The Charter Hall Core Plus Industrial Fund (CPIF) acquired 6.6 hectares of industrial-zoned land in Smithfield from TransGrid for $8.9 million, with an option to buy an additional five adjoining hectares as part of a three-stage logistics development.

National logistics operator Northline pre-committed to an eight-year lease for 16,500 square metres of lettable area. Northline’s facility will be built on 3.3 hectares, is indicatively worth $24 million on completion and is due to be finished late this year, completing stage 1 of the $80 million Sydney development.

Jones Lang LaSalle national director Andrew Maher said Smithfield offers investors and owner-occupiers a genuine alternative because its access to metropolitan Sydney and population makes the site well suited to users in the online retail sector and metropolitan deliveries, while also accommodating line-haul functions.

The article reports a transformation across South Sydney industrial strata—buyers and tenants from Alexandria to Mascot are finding stock scarce, well-priced quality units are being snapped up quickly, inquiries are coming from expanding tenant-owners seeking more warehouse space, and more investors are re-entering the market after a subdued 2012.

Yes. CBRE senior negotiator Chris Ryan noted sales including a 681 square metre warehouse on Ralph Street in Alexandria sold for $1.95 million to commercial fitout business Intermain, and a 794 square metre site at 1/53 Burrows Road, Alexandria, sold by Stelladorate to Obeco Glass Blocks for $1.25 million.

Recent leasing activity cited includes a modern 328 square metre strata unit in Waterloo leased from Seaberth to Lace Me Up at $170 per square metre net. Lace Me Up imports onesies and has grown from a smaller warehouse in St Peters, illustrating tenant-driven demand.

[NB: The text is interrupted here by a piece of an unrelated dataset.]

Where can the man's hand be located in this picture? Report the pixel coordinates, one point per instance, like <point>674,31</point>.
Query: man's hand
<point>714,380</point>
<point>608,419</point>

The deals highlight strong demand and limited supply in inner and south Sydney industrial markets, with institutional developments (like CPIF’s Smithfield project) and active strata transactions showing both occupier demand and investor interest—important signals for everyday investors considering industrial property exposure.

The article quotes Andrew Maher of Jones Lang LaSalle, who highlighted Smithfield’s strategic access for online retail and line-haul users, and Mark Silva of CBRE, who noted limited stock from Alexandria to Mascot, rapid take-up of quality units, growing inquiries from expanding tenants, and returning investor activity.